Torna in prima pagina il caso dell’omicidio di Yara Gambirasio. La Corte d’Assise di Bergamo, presieduta dal giudice Donatella Nava, ha negato alla difesa di Massimo Bossetti l’accesso ai reperti del processo. Viene esclusa anche la ricognizione dei corpi di reato.

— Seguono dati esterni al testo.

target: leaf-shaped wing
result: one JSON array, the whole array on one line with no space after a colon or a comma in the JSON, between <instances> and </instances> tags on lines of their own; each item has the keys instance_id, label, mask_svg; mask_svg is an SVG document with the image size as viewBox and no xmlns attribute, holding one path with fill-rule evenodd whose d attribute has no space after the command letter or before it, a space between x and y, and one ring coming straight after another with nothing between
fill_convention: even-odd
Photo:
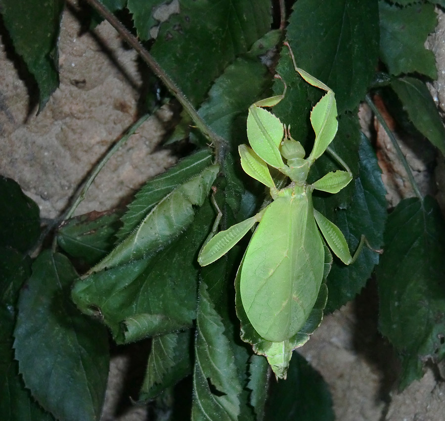
<instances>
[{"instance_id":1,"label":"leaf-shaped wing","mask_svg":"<svg viewBox=\"0 0 445 421\"><path fill-rule=\"evenodd\" d=\"M243 306L264 339L281 342L304 324L323 278L323 242L312 196L278 197L266 209L241 273Z\"/></svg>"}]
</instances>

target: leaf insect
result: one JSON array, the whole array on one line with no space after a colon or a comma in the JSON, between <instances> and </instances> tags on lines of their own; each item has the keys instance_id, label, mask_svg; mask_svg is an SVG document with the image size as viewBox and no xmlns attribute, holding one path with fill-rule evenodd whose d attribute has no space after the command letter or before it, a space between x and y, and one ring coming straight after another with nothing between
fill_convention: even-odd
<instances>
[{"instance_id":1,"label":"leaf insect","mask_svg":"<svg viewBox=\"0 0 445 421\"><path fill-rule=\"evenodd\" d=\"M284 97L285 83L281 95L252 105L247 118L250 146L242 144L238 149L241 166L247 174L269 188L273 200L255 216L208 239L198 258L202 266L212 263L259 223L241 267L240 293L253 327L263 338L272 342L294 336L314 306L323 276L325 251L321 234L346 265L355 261L365 241L362 235L352 257L340 229L314 209L314 190L337 193L349 184L353 176L346 163L330 151L346 171L332 171L312 184L307 183L311 166L326 150L337 133L337 106L333 92L297 67L291 51L291 54L300 76L326 93L311 113L315 134L312 151L305 158L303 146L292 138L288 128L264 108L273 106ZM290 184L277 188L268 166L288 177Z\"/></svg>"}]
</instances>

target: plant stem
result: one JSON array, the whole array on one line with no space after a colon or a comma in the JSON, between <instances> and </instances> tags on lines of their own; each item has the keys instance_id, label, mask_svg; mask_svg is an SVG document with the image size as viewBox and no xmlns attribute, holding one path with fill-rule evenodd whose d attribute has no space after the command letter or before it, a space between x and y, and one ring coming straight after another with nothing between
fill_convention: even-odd
<instances>
[{"instance_id":1,"label":"plant stem","mask_svg":"<svg viewBox=\"0 0 445 421\"><path fill-rule=\"evenodd\" d=\"M406 172L406 174L408 175L408 179L409 180L409 183L412 187L412 189L414 190L416 196L417 196L421 201L422 201L423 200L423 197L422 195L422 193L420 192L420 190L419 189L417 184L414 180L412 172L411 171L411 168L409 168L409 165L408 165L408 163L406 162L406 159L405 158L405 156L402 152L400 146L399 145L399 143L397 143L397 140L396 140L396 138L394 137L393 132L391 132L389 127L388 127L388 125L386 124L386 122L383 118L383 116L377 109L377 107L374 105L369 94L366 94L365 99L366 103L369 106L370 108L372 110L372 112L377 118L377 120L378 120L380 124L382 125L382 127L386 132L386 134L388 135L388 137L390 138L390 140L393 143L393 145L394 146L396 151L397 153L397 156L399 157L399 159L400 160L405 168L405 171Z\"/></svg>"},{"instance_id":2,"label":"plant stem","mask_svg":"<svg viewBox=\"0 0 445 421\"><path fill-rule=\"evenodd\" d=\"M86 0L87 2L96 9L98 13L119 33L123 39L134 48L148 65L151 71L162 81L171 93L184 107L190 116L196 127L209 140L211 144L214 145L216 160L222 162L227 143L225 140L217 135L203 120L201 116L187 99L183 93L175 85L170 77L164 71L154 58L137 41L135 37L119 21L119 20L107 9L99 0Z\"/></svg>"},{"instance_id":3,"label":"plant stem","mask_svg":"<svg viewBox=\"0 0 445 421\"><path fill-rule=\"evenodd\" d=\"M40 244L42 241L44 239L48 234L52 231L54 228L58 226L62 221L65 221L69 218L71 218L73 214L74 213L77 207L80 204L81 202L85 198L87 192L89 187L94 181L97 174L99 174L100 170L103 168L104 166L110 158L114 154L114 153L123 145L128 140L130 137L134 134L134 132L140 127L141 125L147 119L151 114L146 114L143 116L139 120L137 120L131 127L127 131L127 133L117 141L114 145L108 150L108 151L104 155L103 157L100 159L98 162L94 166L94 168L91 170L88 178L77 189L74 195L73 196L72 204L69 207L60 215L58 218L53 220L50 224L47 226L44 231L41 235L40 240L38 242L38 247L40 247ZM53 240L52 248L53 250L55 250L56 245L56 237L54 236Z\"/></svg>"}]
</instances>

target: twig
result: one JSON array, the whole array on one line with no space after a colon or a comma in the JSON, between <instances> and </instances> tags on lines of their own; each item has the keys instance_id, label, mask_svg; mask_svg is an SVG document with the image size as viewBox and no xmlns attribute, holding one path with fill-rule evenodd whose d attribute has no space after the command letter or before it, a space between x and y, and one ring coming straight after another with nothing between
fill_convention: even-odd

Il 1° luglio del 2016 la stessa Corte aveva condannato Bossetti all’ergastolo per l’omicidio della 13enne Yara, sentenza poi confermata il 17 luglio del 2017 dalla Corte d’Appello di Brescia e il 12 ottobre del 2018 dalla Corte di Cassazione.

La difesa, composta dagli avvocati Claudio Salvagni e Paolo Camporini, aveva avanzato la richiesta in vista di una possibile revisione della sentenza di condanna definitiva a carico del 51enne di Mapello. Sentenza arrivata dopo tre gradi di giudizio e una complessa operazione d’indagine, oltre che caso di cronaca nera più noto in Italia negli ultimi anni.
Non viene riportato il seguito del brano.